While the measure may cause the economy to overheat, it will boost growth in the short term, according to Morden. With warrants, “your payments are based upon growth, so anything that promotes growth is going to suggest a higher payout,” she said.
Payment on the warrants is triggered when growth is above 3 percent and the inflation-adjusted value of the country’s gross domestic product surpasses a base-case scenario laid out in the contracts. Morgan Stanley this month raised its 2010 growth forecast for Argentina to 9.7 percent, which would be the fastest expansion in Latin America, from 4.6 percent. JPMorgan Chase & Co., Royal Bank of Canada and Goldman Sachs Group Inc. boosted their estimates for Argentina in the past two months.
The securities, which mature in 2035, will pay about 5.35 cents in December 2011 should the economy grow by the 9.7 percent forecast by Morgan Stanley, according to an estimate from Alberto Bernal, head of fixed-income research at Bulltick Capital Markets, a Miami-based brokerage that focuses on Latin America.

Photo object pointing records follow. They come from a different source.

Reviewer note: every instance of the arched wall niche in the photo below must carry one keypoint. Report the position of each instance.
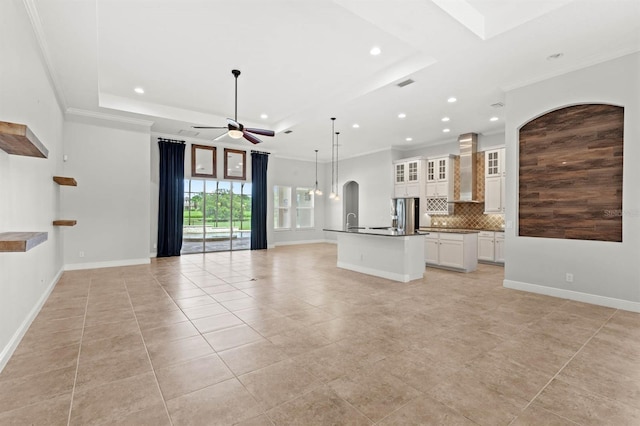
(570, 174)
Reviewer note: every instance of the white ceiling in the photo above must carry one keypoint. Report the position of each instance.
(304, 61)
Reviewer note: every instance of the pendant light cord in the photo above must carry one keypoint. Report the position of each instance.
(337, 161)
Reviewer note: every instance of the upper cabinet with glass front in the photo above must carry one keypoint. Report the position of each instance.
(407, 177)
(439, 177)
(494, 181)
(494, 163)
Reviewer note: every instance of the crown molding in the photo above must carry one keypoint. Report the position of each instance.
(36, 24)
(108, 117)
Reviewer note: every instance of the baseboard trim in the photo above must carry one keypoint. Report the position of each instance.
(594, 299)
(109, 264)
(15, 340)
(293, 243)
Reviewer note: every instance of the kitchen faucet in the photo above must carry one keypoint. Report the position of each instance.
(349, 214)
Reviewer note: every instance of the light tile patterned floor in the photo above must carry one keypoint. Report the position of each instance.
(284, 337)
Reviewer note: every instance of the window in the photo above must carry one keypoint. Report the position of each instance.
(304, 208)
(282, 206)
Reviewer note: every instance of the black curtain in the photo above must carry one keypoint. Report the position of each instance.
(259, 162)
(171, 203)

Argentina attached the warrants to bonds it gave creditors in a 2005 restructuring of $95 billion of defaulted debt. Within months, the warrants started trading separately.
The decision to lift the money supply limit suggests the government has a “benign” view of inflation, said Alberto Ramos, an economist with Goldman Sachs Group Inc. in New York. He estimates inflation is about 20 percent, almost double the 11.2 percent annual rate the government reported for July.
Economists and politicians including Vice President Julio Cobos have questioned the official data since January 2007, when Nestor Kirchner, President Cristina Fernandez de Kirchner’s predecessor and husband, began changing personnel at the national statistics institute.
“Policies to cool down the economy have historically led us to failure,” Marco del Pont said in an e-mailed statement announcing the decision to raise the money supply limit.
A central bank official who asked not to be named in accordance with bank policies declined to comment further.
The extra yield investors demand to hold Argentine dollar bonds instead of U.S. Treasuries widened 60 basis points, or 0.6 percentage point, last week to 754 basis points on Aug. 27, according to JPMorgan’s EMBI+ Index.
The cost of protecting Argentine debt against non-payment for five years with credit-default swaps jumped 121 basis points to 942, according to data compiled by CMA DataVision. Credit- default swaps pay the buyer face value in exchange for the underlying securities or the cash equivalent should a government or company fail to adhere to debt agreements.
The peso was little changed today, falling 0.01 percent to 3.9450 per dollar.
Argentina’s money supply, as measured by the M2 monetary gauge, rose 23.8 percent in July from a year earlier to 217.8 billion pesos, exceeding a target of 214.4 billion pesos, the central bank said in a monthly report released Aug. 12. Policy makers target M2 instead of using a benchmark lending rate to control inflation.
Jorge Todesca, a former deputy economy minister who now is a partner at Finsoport Consultores Economicos research company in Buenos Aires, said the increase in the money supply limit is aimed at financing the government’s spending and will accelerate inflation, which he forecasts to reach 25 percent by year-end.
“The central bank and the government are acting as if there are no natural limits to how fast an economy can expand,” Goldman’s Ramos said. “So they continue, in my view, to over- stimulate the economy, both fiscally and monetarily, but the economy has a natural speed limit. Inflation is getting entrenched in the economy.”